||Lessons Learned: Creating Space for Inclusive Practices in Academia
||Antoinette Foster & Lucille Moore
||May 8 2019
||With the advent of big data, many people are beginning to explore fighting social inequity and structural systems of oppression with data in order to (1) define the problem and (2) affect changes in policy. We are learning that, for the most part, much of the data around these issues don’t exist, which largely reinforces systems of oppression.

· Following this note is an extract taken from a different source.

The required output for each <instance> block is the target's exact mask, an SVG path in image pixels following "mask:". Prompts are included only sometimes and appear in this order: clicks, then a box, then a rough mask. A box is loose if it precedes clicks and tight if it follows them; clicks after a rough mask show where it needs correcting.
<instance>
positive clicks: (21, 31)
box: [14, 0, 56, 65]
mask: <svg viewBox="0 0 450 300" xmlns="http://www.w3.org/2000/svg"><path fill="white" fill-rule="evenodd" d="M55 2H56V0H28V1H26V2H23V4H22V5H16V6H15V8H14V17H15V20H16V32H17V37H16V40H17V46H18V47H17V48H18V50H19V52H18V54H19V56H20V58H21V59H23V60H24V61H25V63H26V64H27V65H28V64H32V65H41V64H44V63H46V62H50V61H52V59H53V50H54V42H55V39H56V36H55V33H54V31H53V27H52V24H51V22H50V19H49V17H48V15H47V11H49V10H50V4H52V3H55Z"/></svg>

At Oregon Health & Science University in Portland, OR, a group of people have come together to focus on the lack of representation of historically underrepresented minorities (URM) in science as well as the lack of inclusive culture within OHSU’s graduate programs. Our group is called the Alliance for Visible Diversity in Science (AVDS). We found that data on a variety of topics, e.g. statistics on the number of URM graduate students that are interviewed/accepted/decide to matriculate, and well-designed climate surveys to assess the culture of inclusivity are lacking. This leads to decision-making and policies based on incomplete data that disproportionately hurts already vulnerable populations. For example, many programs require that applicants report their score on a standardized test called the graduate record examination (GRE) despite the fact that research shows that GRE scores are more highly correlated with socioeconomic status than student success. We would like to share what we have learned through the process of forming AVDS: our successes, our challenges, and the imperative idea that we must in part approach social inequity issues with scientific and data-driven approaches.

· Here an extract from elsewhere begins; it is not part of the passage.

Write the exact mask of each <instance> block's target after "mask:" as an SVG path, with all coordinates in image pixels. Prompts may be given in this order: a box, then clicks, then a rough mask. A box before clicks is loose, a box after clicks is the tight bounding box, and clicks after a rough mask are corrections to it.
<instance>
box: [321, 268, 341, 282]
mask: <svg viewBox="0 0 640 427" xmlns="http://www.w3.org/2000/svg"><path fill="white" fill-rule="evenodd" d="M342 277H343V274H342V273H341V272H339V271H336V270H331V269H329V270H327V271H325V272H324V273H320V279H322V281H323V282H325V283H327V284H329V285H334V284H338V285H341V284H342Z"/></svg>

||The n-of-many-ones: Fueling Community Science with Personal Data
||Bastian Greshake Tzovaras
||May 8 2019
||As we are becoming more and more digitized, we are creating and collecting more personal data than ever before, offering unprecedented chances for research. This potential wealth of data for research comes practical problems such as: How to merge data streams? And how can people responsibly share their personal information? In this talk we will explore how to enable responsible personal data sharing by giving individuals granular sharing options and how this can enable community science. Furthermore, we will also see how we can scale up personal data exploration from the n-of-one to an n-of-many-ones, using a JupyterHub setup built right into a community science platform.
||Measurement Lab - Open Data on Global Internet Health
||May 8 2019
||Daisy Bingham Room
||Measurement Lab (M-Lab) is the largest open internet measurement platform in the world, hosting internet-scale measurement experiments and releasing all data into the public domain (CC0). We are an open source project with contributors from civil society organizations, educational institutions, and private sector companies, and are a fiscally sponsored project of Code for Science & Society. Our mission is to Measure the Internet, save the data, and make it universally accessible and useful. M-Lab works to advance network research and empowers the public with useful information about broadband and mobile connections by maintaining a scalable, global platform for conducting internet measurements, and by supporting an ecosystem of external partners and users around the world interested in using the resulting open data. Our users are researchers, activists, analysts, journalists, experiment developers, hosting providers, regulators, municipalities, and every day consumers. M-Lab works to enhance internet transparency, and help to promote and sustain a healthy, innovative internet by supporting our users in their research and data analyses, developing and publicizing new use cases for our datasets, forming collaborative partnerships, and building open source measurement tools. In this talk we will introduce the M-Lab platform with the csvconf audience, share how our open data and open source tools are being used by communities around the world, and provide resources on how attendees might use them as well.